Avertissement
AvertissementLe Paris dont il est question dans cet ouvrage ne ressemble guère, je l’avoue, au Paris actuel. À tous les incrédules qui trouveraient mes réformes trop radicales et impossibles à réaliser, je ne répondrai qu’un seul mot : c’est que d’ici à l’an 2000 il s’écoulera 131 années, et que, pendant ce long laps de temps, il pourra survenir plus d’une révolution et se faire bien des changements.
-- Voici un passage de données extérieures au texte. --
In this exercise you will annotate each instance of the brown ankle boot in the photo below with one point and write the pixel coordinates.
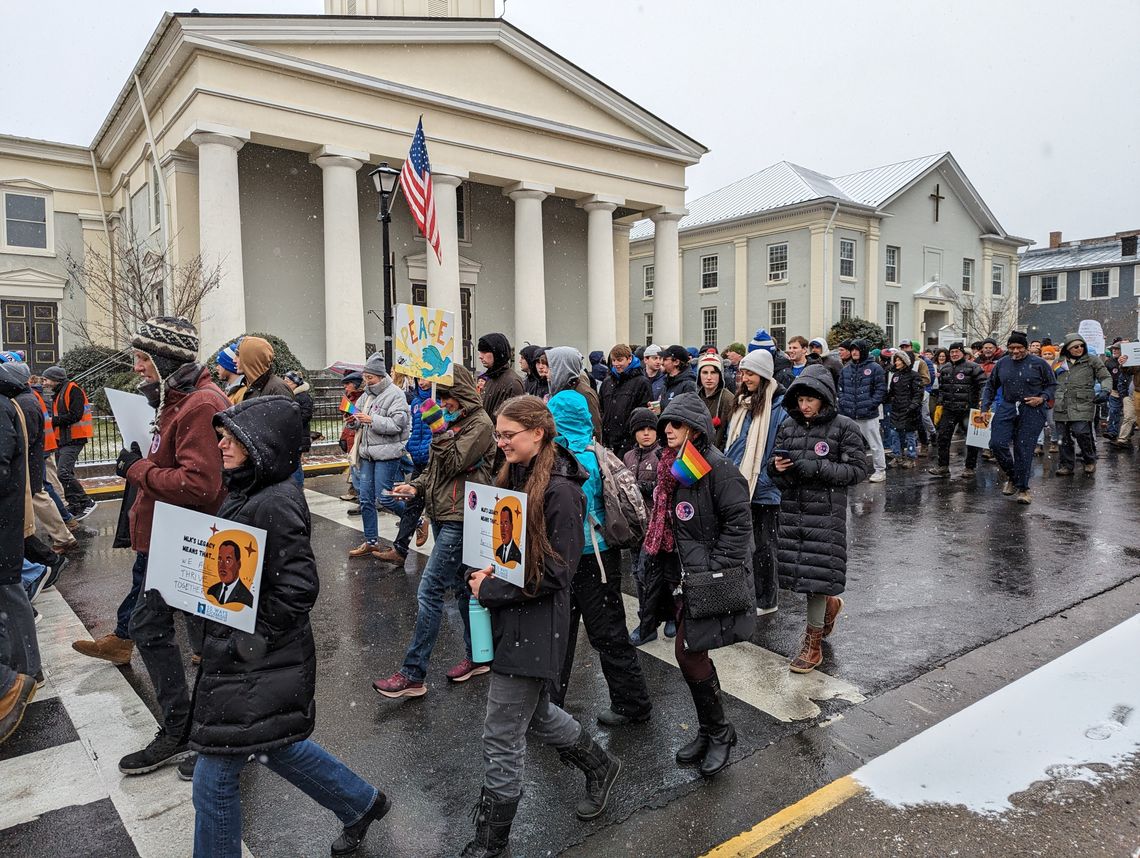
(811, 654)
(108, 647)
(830, 613)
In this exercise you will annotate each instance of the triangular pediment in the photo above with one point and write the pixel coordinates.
(485, 67)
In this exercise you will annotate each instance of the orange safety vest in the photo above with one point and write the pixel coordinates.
(50, 441)
(86, 425)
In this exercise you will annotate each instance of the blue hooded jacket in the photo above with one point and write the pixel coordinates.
(576, 433)
(420, 440)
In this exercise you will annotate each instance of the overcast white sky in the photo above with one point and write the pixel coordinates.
(1035, 99)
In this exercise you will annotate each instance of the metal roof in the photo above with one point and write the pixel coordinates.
(1084, 255)
(786, 184)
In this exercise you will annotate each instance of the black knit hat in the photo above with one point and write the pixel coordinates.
(170, 337)
(642, 418)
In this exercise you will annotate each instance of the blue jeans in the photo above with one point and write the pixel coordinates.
(306, 765)
(1016, 425)
(1115, 416)
(375, 477)
(445, 571)
(898, 440)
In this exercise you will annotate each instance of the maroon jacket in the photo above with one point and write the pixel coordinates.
(184, 467)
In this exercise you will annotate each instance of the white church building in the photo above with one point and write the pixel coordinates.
(911, 246)
(249, 140)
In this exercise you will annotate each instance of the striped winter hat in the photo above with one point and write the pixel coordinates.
(167, 336)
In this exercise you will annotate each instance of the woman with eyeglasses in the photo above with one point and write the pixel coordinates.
(527, 629)
(596, 586)
(254, 691)
(698, 525)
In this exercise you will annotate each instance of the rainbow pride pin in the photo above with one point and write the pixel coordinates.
(690, 466)
(432, 415)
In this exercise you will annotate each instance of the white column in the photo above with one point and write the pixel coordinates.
(343, 282)
(667, 276)
(601, 318)
(444, 274)
(529, 266)
(222, 310)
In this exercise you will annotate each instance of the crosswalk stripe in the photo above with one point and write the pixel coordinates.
(760, 677)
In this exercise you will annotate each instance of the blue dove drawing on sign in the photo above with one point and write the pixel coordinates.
(438, 366)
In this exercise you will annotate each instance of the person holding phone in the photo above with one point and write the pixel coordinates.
(819, 454)
(528, 626)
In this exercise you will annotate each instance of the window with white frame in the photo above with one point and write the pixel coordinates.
(778, 321)
(709, 266)
(462, 211)
(155, 201)
(890, 269)
(26, 222)
(998, 279)
(1098, 284)
(778, 262)
(708, 326)
(846, 258)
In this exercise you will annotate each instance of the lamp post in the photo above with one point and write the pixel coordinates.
(385, 179)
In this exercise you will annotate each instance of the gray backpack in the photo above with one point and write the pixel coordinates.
(626, 517)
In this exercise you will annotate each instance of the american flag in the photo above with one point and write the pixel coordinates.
(415, 179)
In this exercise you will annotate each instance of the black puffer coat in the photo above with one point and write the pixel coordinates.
(717, 532)
(621, 393)
(830, 455)
(13, 485)
(254, 692)
(960, 385)
(904, 395)
(528, 630)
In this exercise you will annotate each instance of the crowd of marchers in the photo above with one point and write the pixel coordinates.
(719, 479)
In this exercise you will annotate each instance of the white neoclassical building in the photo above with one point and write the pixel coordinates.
(249, 139)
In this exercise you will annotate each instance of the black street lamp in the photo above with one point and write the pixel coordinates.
(385, 179)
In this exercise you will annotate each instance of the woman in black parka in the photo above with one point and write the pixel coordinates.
(825, 454)
(707, 525)
(254, 692)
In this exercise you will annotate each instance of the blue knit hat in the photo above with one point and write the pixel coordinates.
(763, 340)
(227, 358)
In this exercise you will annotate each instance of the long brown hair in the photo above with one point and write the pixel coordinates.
(531, 413)
(759, 399)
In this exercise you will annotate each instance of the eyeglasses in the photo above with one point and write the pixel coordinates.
(499, 436)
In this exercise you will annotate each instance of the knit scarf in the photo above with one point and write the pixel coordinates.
(757, 436)
(659, 532)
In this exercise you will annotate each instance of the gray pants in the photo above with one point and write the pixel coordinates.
(18, 645)
(515, 705)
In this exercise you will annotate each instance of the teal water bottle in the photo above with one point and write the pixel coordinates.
(482, 650)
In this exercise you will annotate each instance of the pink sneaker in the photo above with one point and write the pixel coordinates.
(465, 669)
(399, 686)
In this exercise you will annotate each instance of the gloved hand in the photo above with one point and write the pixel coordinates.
(127, 458)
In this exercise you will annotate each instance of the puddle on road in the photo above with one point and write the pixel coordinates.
(1074, 719)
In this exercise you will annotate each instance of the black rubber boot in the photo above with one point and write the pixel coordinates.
(352, 835)
(719, 734)
(493, 818)
(601, 769)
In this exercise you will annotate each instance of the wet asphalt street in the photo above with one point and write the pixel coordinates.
(937, 569)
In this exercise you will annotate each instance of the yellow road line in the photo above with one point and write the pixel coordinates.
(770, 832)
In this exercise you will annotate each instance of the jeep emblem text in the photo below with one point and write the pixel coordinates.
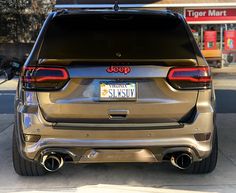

Cependant, il est une chose qui ne changera pas de sitôt : c’est le fond même de la nature humaine, et longtemps encore les hommes seront des êtres égoïstes et sensuels. C’est pourquoi, contrairement aux autres Socialistes, je me suis abstenu de prêter toutes les qualités et toutes les vertus aux habitants de ma République idéale. Ceux-ci sont des hommes ni meilleurs ni pires que ceux d’aujourd’hui ; parfois même j’ai exagéré à dessein leurs défauts, tant j’avais peur de tomber dans l’utopie si ridicule de la perfection universelle.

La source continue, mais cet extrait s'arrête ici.